Wie aus einer alten Kommode ein neues Lieblingsstück wurde

Kürzlich hatte ich die Gelegenheit eine Kommode zu reparieren. Sie stand schon ziemlich lange bei uns in der Küche herum und wann immer man über sie sprach, wurde sie mit dem Hinweis kommentiert, dass die unterste Schublade nicht funktionieren würde. Es war sogar schon fast soweit, dass die Kommode unseren Haushalt verlassen sollte. Eine Begründung war schnell gefunden: Sie passt nicht mehr zu uns. Warum? Dafür gab es viele Gründe: Die Farbe ist zu auffällig. Sie kommt aus einer anderen Zeit. Sie funktioniert nicht richtig. Eine Schublade ist defekt. Ein Griff fehlt. Sie ist zu schwer. Sie hat in der neuen Wohnung keinen Platz. – Gründe, sie loszuwerden, gab es genug.
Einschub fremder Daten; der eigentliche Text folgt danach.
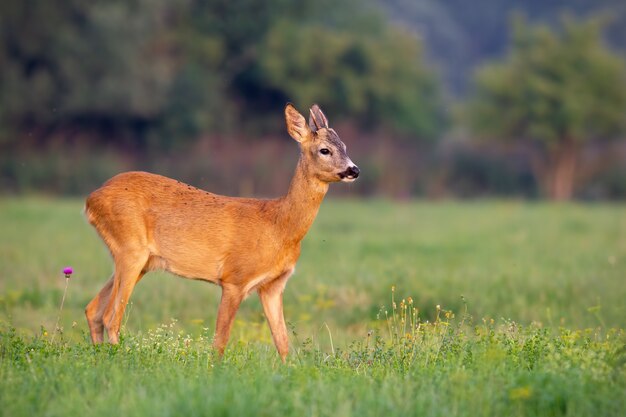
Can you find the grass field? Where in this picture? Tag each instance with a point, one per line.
(530, 318)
Doch irgendwie war mir diese Kommode ans Herz gewachsen, denn sie ist wirklich ziemlich einmalig mit all ihren vermeintlichen Defekten. Jedes Mal, wenn ich in die Küche ging, strahlte sie mich an. Ich mochte auch den frischen Farbton, der so ganz anders war als alle anderen Möbel und Farben in unserer Wohnung.
Eines Tages stand die Entscheidung fest: Wir behalten diese Kommode. Plötzlich hatte sich ein Platz in der neuen Wohnung gefunden und allein schon in der Vorstellung war dieser Platz wie für unsere Kommode gemacht. Und dann passierte etwas, was ich schon so oft im Leben beobachtet habe: Wenn wir einen Entschluss fassen, dann fügt sich das Leben und alles wird leicht. Dafür braucht es jedoch die Kraft einer verbindlichen Entscheidung. So war es auch dieses Mal. Als die Entscheidung getroffen war, die Kommode mitzunehmen, sprang meine Denkmaschine an: Wie ist es möglich, die Kommode zu reparieren?
Ein Moment der Muße an einem regnerischen Abend genügte und schnell war der Fehler gefunden – und eine Lösung für das Problem da.
Kurzerhand zog ich meine Softshelljacke an und machte mich zu Fuß auf den Weg zum Baumarkt. Dort kaufte ich eine Vierkantleiste für 1,39 Euro und acht kurze Nägel für 0,01 Euro. Zuhause sägte ich die Leiste auf die passende Länge und tauschte damit die abgenutzte Leiste im Inneren der Kommode aus. Mit den Nägeln fixierte ich die neue Leiste an der passenden Stelle. Es kostete mich 1,40 Euro, einen Spaziergang und ein paar Gedanken, um die wunderschöne Kommode wieder gangbar zu machen.
Mit Stolz schaute ich am Abend auf mein Werk. Nun steht sie zufrieden und glücklich in der neuen Wohnung an einem Platz, der wie für sie gemacht ist. Und irgendwann findet sich auch noch ein passender Hängegriff für die unterste Schublade.